Up to the present day, inscriptions are omnipresent in Nepal’s religious and public life. Written artefacts in Sanskrit, Newari and Nepali language recording grants, donations or the establishment of trusts are found on temples, shrines, wells and rest houses alike. Due to the rapid urbanization, infrastructure development and/or natural disasters many inscriptions are currently highly endangered.

The Project "Anthropology of Inscriptions: Memory and Cultural Heritage in the Public Sphere” which is funded by the Flagship Initiative “Transforming Cultural Heritage” of Heidelberg University aims at investigating the crucial role that inscriptions, graffiti and other publicly displayed media of written communication have played for the construction of spaces, identities, collective memory and values in the Kathmandu Valley.
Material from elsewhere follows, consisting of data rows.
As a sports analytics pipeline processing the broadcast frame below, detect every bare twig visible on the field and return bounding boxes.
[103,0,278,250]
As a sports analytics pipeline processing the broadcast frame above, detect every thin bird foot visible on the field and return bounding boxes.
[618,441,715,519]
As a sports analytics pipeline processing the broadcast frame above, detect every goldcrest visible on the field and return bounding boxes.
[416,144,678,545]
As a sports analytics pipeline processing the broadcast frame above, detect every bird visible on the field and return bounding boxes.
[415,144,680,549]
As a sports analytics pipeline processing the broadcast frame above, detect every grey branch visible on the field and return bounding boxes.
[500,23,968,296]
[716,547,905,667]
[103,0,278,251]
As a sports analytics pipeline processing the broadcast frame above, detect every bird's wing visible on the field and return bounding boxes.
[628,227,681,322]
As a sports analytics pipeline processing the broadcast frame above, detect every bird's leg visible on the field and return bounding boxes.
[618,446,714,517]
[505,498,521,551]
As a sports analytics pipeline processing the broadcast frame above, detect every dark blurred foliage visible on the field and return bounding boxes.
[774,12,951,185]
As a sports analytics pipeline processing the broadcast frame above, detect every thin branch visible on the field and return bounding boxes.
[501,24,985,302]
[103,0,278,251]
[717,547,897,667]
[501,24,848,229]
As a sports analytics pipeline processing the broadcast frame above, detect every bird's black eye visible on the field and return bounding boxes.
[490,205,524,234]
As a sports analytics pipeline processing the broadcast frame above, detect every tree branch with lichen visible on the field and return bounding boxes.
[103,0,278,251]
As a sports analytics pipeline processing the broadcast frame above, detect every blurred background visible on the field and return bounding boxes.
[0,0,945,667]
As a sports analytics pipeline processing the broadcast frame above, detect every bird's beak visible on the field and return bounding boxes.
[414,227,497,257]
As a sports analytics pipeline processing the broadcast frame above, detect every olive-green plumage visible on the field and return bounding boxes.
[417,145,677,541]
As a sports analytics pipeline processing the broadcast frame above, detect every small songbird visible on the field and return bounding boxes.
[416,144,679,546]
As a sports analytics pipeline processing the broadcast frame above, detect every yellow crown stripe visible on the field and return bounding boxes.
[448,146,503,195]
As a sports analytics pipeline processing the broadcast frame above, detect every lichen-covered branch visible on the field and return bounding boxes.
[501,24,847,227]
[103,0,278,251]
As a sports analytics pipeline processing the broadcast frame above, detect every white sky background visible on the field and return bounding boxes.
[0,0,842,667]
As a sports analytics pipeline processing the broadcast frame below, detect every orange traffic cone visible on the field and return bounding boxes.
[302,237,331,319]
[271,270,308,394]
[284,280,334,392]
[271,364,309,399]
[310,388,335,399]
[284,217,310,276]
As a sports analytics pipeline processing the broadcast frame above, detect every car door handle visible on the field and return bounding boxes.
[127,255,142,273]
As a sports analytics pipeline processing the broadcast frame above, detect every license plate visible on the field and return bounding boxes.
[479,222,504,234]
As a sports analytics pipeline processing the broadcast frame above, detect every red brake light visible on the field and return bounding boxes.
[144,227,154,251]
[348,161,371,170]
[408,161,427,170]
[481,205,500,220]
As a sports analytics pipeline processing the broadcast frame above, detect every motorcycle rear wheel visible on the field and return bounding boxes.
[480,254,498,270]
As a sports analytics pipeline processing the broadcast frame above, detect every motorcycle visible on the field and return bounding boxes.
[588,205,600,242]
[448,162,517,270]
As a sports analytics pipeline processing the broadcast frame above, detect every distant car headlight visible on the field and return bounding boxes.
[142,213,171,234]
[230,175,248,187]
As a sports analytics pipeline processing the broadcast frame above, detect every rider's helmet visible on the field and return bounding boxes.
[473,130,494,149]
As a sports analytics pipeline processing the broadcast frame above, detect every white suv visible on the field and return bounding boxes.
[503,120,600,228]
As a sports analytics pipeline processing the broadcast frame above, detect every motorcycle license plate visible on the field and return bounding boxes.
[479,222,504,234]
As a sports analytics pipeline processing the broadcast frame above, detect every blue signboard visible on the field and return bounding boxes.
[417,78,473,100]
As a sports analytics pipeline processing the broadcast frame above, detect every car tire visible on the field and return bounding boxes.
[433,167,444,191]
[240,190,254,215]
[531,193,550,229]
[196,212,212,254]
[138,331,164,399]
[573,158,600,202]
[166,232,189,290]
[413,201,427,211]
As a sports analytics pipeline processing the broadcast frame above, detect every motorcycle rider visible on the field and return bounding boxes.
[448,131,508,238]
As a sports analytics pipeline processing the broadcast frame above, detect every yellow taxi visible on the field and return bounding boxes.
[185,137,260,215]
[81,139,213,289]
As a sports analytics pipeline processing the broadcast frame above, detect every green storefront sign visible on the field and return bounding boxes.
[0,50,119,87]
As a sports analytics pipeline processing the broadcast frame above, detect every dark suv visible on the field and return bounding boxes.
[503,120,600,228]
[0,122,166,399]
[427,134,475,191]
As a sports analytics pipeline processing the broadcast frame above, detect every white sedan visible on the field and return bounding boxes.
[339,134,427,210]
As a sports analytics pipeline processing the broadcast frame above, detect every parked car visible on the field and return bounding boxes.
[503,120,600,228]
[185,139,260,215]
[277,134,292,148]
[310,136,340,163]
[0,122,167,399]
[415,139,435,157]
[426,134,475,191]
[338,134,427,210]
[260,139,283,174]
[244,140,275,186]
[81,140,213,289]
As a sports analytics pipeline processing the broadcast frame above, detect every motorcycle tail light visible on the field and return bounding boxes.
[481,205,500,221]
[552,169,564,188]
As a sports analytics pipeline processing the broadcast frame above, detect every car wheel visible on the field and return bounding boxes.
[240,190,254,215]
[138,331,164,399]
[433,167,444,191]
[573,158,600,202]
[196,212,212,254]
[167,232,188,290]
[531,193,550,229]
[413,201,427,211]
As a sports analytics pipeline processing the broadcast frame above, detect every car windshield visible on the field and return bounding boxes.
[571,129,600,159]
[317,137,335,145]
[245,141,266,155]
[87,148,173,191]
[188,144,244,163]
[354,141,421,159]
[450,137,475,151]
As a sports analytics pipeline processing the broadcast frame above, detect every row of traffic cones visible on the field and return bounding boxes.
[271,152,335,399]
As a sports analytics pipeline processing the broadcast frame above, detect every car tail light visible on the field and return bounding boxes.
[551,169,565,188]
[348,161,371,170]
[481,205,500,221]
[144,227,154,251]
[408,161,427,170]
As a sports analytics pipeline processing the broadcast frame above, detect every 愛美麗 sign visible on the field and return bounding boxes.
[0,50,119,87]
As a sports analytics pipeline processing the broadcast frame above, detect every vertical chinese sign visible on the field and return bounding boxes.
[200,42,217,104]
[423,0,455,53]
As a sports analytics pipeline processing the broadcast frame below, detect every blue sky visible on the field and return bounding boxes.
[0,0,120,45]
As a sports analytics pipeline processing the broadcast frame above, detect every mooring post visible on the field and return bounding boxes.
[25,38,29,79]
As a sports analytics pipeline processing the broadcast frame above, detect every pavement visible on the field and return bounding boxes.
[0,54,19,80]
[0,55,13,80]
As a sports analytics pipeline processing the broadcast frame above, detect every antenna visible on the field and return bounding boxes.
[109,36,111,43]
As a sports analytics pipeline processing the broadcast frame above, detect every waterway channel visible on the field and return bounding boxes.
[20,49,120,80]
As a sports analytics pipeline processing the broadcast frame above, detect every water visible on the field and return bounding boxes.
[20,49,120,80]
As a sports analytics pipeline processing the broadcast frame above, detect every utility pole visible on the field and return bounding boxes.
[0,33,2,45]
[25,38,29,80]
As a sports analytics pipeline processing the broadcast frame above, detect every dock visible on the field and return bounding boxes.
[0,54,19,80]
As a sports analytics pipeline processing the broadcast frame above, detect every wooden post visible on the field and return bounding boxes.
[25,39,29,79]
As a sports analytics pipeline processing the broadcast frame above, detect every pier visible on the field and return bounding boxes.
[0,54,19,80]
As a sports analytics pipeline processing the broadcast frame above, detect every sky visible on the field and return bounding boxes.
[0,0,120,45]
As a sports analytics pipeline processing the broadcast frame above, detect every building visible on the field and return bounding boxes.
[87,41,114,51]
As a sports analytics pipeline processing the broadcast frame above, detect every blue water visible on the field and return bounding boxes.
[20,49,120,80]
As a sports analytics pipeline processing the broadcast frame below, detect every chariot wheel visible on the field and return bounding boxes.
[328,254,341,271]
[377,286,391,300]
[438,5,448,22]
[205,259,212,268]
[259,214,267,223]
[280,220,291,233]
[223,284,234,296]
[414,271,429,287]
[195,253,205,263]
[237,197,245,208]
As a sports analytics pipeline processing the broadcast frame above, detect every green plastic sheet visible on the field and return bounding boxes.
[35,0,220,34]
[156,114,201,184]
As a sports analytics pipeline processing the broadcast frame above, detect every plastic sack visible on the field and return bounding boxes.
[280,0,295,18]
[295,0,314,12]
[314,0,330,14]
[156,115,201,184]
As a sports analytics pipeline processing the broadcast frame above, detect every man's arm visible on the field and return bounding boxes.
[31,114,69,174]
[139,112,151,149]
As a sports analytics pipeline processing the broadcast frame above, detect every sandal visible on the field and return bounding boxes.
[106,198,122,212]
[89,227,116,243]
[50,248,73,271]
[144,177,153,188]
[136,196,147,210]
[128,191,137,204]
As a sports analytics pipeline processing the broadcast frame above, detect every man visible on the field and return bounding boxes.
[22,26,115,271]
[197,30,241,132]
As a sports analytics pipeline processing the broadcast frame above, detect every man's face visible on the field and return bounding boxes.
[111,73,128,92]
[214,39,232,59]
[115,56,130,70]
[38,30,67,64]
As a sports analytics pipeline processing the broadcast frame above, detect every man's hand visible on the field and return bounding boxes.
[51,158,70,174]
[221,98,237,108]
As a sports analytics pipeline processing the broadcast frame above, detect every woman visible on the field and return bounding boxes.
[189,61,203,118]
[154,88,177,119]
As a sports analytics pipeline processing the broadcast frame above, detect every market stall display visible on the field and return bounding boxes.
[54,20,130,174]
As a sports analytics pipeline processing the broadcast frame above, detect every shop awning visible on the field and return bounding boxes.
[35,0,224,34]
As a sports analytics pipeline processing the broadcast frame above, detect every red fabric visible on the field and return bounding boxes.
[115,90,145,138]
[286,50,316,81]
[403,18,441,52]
A selected corpus of inscriptions will be documented, edited and published in digital form in close collaboration with the Nepal Heritage Documentation Project (NHDP) and the Research Unit “Documents on the History of Religion and Law of Premodern Nepal” (HAdW). By drawing on methods from Visual Anthropology and Philology, the inscriptions will be studied from an interdisciplinary and transtemporal perspective: as images and texts; as sediments of past meaning and sites of contemporary struggles; as historical objects embedded in monument sites, but also as literate practices through which ritual and festive activities are connected to heritage scapes.

For more information, please see the inaugural issue of CATSarena, the newsletter of the Centre for Asian and Transcultural Studies (CATS), page 77.

Heritage as Placemaking: The Politics of Solidarity and Erasure in South Asia

What unites diverse, and at times ephemeral, communities in enabling or hindering heritage? From our perspective, the danger to the world’s heritage is not primarily war, terrorism, environmental change, tourism, or digitalization. Instead, it is the loss of interest or the inability to form and sustain solidarity across differences. The research project “Heritage as Placemaking: The Politics of Solidarity and Erasure in South Asia” (HaP), explores what enables or stymies heritage and the potential of heritagisation to ignite solidaric formations. The cultural dimension of the Sustainable Development Goals lies in the commitment of people to work together, to make place. Likewise, living heritage requires the individuals’ commitment to engage, collaborate, and invest in the joint cultural future of communities. This project is critical of the role of external authorities and experts in the process of sustaining cultural heritage and instead invests in those who identify with heritage, who uphold and maintain its existence. The goal of HaP is to investigate precisely what unites people and what therefore enables them to create heritage as placemaking.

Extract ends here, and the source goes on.